There were a few folks, apparently in the minority at this meeting, who defended the UN set of goals and seemed a bit, well, put-off by the Gates Foundation’s full-court press for the simpler, health-dominated (and fairly a-political) MDG approach of the previous 15 years.
“These are complex and difficult problems we are trying to solve,” said Amina Mohammed, a Nigerian who worked on gender and education targets within the MDG framework and is now the UN Secretary General Ban ki-Moon’s adviser on the SDGs.
It’s fine for many to wish the root problems of poverty and inequity could be solved with nice, simple and targeted interventions, Mohammed said. But that is the fantasy position, she said.

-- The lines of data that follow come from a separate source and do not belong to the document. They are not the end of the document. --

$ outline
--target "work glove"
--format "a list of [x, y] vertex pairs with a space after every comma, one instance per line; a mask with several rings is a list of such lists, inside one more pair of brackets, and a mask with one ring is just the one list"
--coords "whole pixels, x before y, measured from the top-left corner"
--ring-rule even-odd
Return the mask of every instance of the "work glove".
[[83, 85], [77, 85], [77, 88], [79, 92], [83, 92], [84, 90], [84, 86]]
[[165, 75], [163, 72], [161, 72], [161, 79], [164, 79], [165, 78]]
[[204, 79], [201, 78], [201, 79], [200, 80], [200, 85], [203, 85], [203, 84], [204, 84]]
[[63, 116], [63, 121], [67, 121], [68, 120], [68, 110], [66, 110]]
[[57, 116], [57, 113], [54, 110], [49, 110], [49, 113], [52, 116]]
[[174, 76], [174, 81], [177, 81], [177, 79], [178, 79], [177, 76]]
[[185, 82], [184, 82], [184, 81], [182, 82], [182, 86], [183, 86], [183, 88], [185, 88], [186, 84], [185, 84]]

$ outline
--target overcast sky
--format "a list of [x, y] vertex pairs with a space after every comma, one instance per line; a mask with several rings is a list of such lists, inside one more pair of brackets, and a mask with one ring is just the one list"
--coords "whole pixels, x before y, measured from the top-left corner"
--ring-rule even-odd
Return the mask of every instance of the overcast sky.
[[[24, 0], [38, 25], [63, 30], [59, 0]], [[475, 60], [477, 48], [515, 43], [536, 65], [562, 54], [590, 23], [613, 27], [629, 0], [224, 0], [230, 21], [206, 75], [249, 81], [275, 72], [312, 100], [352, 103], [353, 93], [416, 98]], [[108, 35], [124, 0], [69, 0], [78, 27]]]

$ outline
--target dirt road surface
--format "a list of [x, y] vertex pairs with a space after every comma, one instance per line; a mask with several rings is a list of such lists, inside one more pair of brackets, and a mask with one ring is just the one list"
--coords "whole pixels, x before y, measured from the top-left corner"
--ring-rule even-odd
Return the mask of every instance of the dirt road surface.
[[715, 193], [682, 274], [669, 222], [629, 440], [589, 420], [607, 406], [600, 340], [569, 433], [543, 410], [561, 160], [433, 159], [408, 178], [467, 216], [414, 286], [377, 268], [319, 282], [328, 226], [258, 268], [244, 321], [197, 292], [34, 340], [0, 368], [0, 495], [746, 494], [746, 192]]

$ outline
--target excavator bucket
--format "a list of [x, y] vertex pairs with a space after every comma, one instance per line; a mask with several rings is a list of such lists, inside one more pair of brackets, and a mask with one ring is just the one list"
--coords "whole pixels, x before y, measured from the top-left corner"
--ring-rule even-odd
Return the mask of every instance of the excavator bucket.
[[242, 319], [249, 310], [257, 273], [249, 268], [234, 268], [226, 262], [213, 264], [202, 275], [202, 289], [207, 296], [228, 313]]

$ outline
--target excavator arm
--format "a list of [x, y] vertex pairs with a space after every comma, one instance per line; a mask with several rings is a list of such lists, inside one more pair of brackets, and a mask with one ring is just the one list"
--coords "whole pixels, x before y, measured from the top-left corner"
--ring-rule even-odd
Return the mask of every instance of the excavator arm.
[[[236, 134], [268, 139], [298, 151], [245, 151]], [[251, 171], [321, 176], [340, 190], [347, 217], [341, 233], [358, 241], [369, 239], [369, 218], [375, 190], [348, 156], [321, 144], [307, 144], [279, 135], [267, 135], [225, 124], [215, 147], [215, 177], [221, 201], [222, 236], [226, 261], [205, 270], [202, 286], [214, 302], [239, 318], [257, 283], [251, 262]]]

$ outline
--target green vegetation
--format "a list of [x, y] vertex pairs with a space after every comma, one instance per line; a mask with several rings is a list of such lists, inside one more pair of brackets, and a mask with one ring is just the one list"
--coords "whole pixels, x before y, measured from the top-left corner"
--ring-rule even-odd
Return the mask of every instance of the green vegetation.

“The MDGs addressed symptoms, not root causes,” Mohammed said. The SDGs are complex and politically unpalatable to many, she added, precisely because they seek to fix some of the more difficult, politically charged causes of poverty and inequity.
“Yes, this is a political agenda,” acknowledged Mohammed, adding that there are many out there who seem to either have “no appetite” for addressing the political causes of inequity or are downright opposed to the SDGs because they represent a threat to the established order and power structure.
“The SDGs are complex and difficult because what we need to do is complex and difficult,” Mohammed said. “There is no quick and simple fix, never has been, which is why the band-aid keeps coming off … These are about our core values, our humanity.”
Trying to turn this into a laundry list or set of sound-bites is not going to get us too far, she said. Attacking a set of principles or goals already arrived at by a democratic and international dialogue among nations, Mohammed said, is a form of advocacy that appears more about undermining progress than advancing it.